Krótkie historie niby o zabijaniu. Amatorskie spektakle z wodą
butelkowaną w roli głównej. Przemoc może i dobrze się sprzedaje,
ale raz, że musi być umiejętnie wyreżyserowana i przekonująco
odegrana, a dwa aż prosi się upuścić „kapkę” krwi. Bo Bobby
chyba nie wierzy, że Kurt na serio morduje ludzi. Albo jest mu to
zupełnie obojętne, ma to głęboko w nosie, bo sam jest
influencerem z powołania, doskonale więc wie, że nie ma nic
ważniejszego od klikalności. W krzykliwym, sweetaśnym, totalnie
rozbrykanym, mega dynamicznym świecie - tempo, kolorystyka, a nawet
udźwiękowienie pięknie koresponduje ze specyfiką social mediów;
to jest ten klimat! - nikt jednak nie powinien poczuć się urażony,
bo twórcy nie ulegli zgubnym podszeptom Wiedźmy Generalizacji. Nie
stosują daleko idących, oburzających uproszczeń, nie demonizują
wszystkich internetowych celebrytów. W krzywym zwierciadle, ale i w
bardziej kronikarskim, tj. zgodnym ze stanem faktycznym, stylu. Im
dalej w las, tym więcej slasherowych jagód. Prawdopodobnie
największy z szatańskich popisów (udław się krwią, kapryśna
publiko!) Kurt zaliczy u boku Mischy Barton, jako jednej z pechowych
pasażerek – Spree: niebezpieczna prędkość – ale poza tym
rzeczywiście lekko wieje nudą. Bobby ma rację, brakuje Kunkle'owi
juniorowi inwencji:) Głównym punktem programu „Spree” dla mnie
nie była ostateczna konfrontacja (wygląda znajomo?) UWAGA
SPOILER – myślę, że to najniższy ukłon w stronę kina
slash poczyniony w tej nieprzesadnie, niedostatecznie(?),
wariackiej filmowej kolejce – KONIEC SPOILERA tylko wielkie
show popularnej komiczki. „Skąd mamy wiedzieć, kim jesteśmy,
skoro ciągle gramy? / Udający innych dla innych”. Dla
uzależnionych od innych.
Mówicie,
że fikcja nie nadąża za rzeczywistością? To wskoczcie do Ubera
Wielkiego Kurta. Ambitnego młodego człowieka, z uporem maniaka z
trucizną, wiertarką i spluwą, zmierzającego do celu. Goniącego
za nieprzemijającą sławą, wieczną pamięcią, którą w
dzisiejszych czasach najprędzej zapewni działalność internetowa.

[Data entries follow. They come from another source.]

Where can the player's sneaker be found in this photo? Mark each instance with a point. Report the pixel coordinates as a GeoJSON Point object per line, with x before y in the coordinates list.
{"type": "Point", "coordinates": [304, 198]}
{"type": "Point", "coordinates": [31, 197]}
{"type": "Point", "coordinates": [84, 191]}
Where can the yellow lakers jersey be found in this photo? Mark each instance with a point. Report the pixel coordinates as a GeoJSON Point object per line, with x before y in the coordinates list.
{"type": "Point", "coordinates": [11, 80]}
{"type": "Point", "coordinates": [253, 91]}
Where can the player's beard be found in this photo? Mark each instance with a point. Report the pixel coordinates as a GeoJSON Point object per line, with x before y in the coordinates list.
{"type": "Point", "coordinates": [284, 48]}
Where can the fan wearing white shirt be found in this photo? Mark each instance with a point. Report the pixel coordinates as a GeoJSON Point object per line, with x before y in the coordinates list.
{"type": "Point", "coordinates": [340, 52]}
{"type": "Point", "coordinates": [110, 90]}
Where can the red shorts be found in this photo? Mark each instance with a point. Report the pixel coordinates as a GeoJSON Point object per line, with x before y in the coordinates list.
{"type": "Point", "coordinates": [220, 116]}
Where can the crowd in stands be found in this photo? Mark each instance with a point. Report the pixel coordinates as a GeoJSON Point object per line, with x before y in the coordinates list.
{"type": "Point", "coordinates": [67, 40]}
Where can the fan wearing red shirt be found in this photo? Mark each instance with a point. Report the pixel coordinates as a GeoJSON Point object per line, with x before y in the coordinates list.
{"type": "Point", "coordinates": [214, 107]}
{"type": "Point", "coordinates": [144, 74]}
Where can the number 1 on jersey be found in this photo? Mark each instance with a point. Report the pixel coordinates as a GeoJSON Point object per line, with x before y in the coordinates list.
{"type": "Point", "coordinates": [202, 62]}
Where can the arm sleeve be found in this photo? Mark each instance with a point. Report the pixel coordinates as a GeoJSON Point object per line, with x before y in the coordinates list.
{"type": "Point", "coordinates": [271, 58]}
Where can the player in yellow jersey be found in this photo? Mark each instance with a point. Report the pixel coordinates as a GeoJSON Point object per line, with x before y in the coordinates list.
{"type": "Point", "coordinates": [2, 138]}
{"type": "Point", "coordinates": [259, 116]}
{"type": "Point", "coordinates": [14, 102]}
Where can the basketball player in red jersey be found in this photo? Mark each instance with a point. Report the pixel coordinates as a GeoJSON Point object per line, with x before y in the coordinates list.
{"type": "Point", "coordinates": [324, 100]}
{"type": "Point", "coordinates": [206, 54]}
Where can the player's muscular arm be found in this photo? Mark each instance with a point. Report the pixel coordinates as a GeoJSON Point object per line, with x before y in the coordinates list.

Influencerem może być każdy, ale nie każdy może być sławnym
influencerem. Tylko najlepsi z najlepszych. Gotowi na wszystko?
Niezupełnie, ale nie-bohater „Spree” Eugene'a Kotlyarenko,
satyrycznego dreszczowca w „rytmach social mediów”, niewątpliwie
nie cofnie się przed niczym. Bez zmrużenia oka poświęci innych
dla wyższego dobra, czyli kolejnej super marki XXI wieku. Nieźle,
przy czym w moich oczach „Spree” zacieklej bronił się mieczem
thrillerowo-slasherowym niż toporem humoru.